Sounds like good news. I hope that the reduced dose means that you are feeling better & side effects are more manageable. You are a pioneer on this drug! - but that can't be easy,. Thank you for sharing your experience so far, have a wonderful time on your cruise.
thanks Elizabeth.....will let you all know how it progresses in the future...C x
Hi. Chris, what fabulous news. Was thinking of you last night and was going to message today to see if the cruise was going ahead. Have a wonderful time. I am having my scan on 30th August and hoping my onc gives me the good ahead for our holiday in September. Will catch up when we both return. 😘😘😘😘
Wow sorry to hear that you have needed blood transfusions but So pleased that they seem to have got the side effects under control . I can't believe they didn't warn you about the possibility but I suppose are still gathering info.

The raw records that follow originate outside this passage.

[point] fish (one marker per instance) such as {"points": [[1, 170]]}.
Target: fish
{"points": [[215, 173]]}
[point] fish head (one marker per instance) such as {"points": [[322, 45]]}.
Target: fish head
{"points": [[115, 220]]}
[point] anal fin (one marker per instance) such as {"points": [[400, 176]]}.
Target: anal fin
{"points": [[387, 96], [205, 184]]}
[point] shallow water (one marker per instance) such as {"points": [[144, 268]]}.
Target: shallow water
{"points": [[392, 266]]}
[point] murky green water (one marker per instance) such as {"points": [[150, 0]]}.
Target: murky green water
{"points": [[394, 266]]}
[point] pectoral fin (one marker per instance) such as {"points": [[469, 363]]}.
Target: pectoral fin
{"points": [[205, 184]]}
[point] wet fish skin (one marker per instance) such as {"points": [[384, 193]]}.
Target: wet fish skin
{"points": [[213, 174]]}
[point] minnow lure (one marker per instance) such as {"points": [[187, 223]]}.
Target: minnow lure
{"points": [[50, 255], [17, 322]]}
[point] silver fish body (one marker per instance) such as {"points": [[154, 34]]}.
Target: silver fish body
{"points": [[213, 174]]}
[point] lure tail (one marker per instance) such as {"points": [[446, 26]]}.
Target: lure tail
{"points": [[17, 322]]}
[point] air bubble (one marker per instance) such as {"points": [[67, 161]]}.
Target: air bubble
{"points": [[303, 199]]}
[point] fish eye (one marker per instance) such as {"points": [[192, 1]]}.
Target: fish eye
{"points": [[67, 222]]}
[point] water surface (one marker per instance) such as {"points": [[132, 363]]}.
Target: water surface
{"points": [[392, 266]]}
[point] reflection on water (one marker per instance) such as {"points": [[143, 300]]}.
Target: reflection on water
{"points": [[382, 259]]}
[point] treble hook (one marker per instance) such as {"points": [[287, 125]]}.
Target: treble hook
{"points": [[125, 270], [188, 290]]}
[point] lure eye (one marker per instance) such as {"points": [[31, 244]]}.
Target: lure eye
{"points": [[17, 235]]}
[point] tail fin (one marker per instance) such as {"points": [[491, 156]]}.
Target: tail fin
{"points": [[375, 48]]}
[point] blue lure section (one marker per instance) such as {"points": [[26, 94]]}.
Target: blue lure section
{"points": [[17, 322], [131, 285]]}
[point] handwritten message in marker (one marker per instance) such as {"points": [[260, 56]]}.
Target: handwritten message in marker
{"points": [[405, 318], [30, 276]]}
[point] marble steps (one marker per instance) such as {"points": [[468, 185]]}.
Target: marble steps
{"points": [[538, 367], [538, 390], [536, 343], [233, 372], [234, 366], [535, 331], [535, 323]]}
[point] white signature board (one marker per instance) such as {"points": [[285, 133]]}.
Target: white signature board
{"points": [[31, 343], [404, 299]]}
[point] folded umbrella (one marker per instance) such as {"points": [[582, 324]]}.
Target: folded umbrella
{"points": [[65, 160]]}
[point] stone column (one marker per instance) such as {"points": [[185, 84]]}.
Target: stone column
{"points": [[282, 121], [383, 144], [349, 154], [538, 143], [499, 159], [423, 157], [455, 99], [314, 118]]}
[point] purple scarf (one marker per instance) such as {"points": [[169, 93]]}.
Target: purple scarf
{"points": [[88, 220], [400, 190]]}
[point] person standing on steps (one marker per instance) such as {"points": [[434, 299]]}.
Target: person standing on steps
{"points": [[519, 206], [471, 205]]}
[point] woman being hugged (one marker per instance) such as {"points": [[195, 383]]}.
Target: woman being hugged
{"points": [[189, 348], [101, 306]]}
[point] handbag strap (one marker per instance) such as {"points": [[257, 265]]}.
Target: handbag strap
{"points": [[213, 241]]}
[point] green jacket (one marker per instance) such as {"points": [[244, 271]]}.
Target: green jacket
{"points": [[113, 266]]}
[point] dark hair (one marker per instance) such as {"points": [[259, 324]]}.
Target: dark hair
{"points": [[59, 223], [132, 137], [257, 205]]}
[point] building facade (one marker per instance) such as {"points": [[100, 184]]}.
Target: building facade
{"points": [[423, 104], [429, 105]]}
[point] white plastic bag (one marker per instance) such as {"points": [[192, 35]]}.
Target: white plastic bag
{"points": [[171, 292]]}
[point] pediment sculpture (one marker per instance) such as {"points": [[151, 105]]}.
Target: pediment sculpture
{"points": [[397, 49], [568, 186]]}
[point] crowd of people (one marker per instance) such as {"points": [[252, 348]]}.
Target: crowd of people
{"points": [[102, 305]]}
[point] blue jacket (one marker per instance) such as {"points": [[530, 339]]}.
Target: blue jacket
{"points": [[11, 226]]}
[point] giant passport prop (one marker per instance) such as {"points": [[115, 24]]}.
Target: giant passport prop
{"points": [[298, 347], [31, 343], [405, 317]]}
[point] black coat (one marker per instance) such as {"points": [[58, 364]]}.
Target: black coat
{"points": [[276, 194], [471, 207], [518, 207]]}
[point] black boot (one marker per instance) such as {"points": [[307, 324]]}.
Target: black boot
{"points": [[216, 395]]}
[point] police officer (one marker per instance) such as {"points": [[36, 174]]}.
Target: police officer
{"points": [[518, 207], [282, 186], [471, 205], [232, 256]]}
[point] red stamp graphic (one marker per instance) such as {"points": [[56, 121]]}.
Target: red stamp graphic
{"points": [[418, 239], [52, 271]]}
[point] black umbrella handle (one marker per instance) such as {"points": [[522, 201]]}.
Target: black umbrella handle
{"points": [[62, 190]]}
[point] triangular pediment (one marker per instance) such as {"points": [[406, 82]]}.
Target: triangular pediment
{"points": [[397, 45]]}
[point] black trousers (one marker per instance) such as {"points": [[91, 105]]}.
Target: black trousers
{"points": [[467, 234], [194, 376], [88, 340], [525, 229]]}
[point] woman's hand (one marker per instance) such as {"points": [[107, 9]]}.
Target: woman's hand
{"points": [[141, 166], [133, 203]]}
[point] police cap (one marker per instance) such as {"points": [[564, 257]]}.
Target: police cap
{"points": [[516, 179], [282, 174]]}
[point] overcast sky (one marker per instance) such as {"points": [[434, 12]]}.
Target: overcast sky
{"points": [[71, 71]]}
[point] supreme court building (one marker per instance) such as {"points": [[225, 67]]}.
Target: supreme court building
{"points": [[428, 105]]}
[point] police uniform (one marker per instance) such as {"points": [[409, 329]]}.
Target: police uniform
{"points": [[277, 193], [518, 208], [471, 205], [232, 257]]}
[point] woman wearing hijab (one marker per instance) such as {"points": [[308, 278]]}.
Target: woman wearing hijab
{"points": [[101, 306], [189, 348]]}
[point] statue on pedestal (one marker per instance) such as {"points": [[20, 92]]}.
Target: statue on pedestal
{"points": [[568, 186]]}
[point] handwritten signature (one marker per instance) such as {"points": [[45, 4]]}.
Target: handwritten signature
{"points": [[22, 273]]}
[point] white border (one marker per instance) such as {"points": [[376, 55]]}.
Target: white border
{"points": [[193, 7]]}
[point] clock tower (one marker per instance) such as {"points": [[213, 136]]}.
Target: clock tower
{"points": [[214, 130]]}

Thanks for sharing and persevering with the trial , lots of us hoping and praying that it is successful for you and the other lovely ladies on the trial .
Have a great cruise , remember to send a photo😎 Love and best wishes Kim x
Hi Kim, actually, its not a trial but immediately post trial and to be fair I did have written info.
Have a fantastic cruise with your children. Yes dogs mine wouldn't survive in kennels so we work around a dog sitter and weekends when our daughter is not off to some concert or other. You will have a nice Hall when you come back as a bonus.
sorry this got sent early by mistake(!) Its just that I don't t think I quite took in how significant the blood effects could be and I did get a bit fed up ...and maybe a little frightened ....by the blood transfusions. Kept thinking other people may need it more!
Think there are emotional symptoms too on occasions which may feed in to this. However, all seemed better when I reduced the dose...was probably too confident as had not had any bad side effects from chemo...compared to others anyway! love C xx,
It's funny how our experience informs what we take in. I've had lots of blood problems, including transfusions, on different chemos, so I spotted the risk right from the off as potential problems with the Niraparib. But I still hope to get it. Should know next week.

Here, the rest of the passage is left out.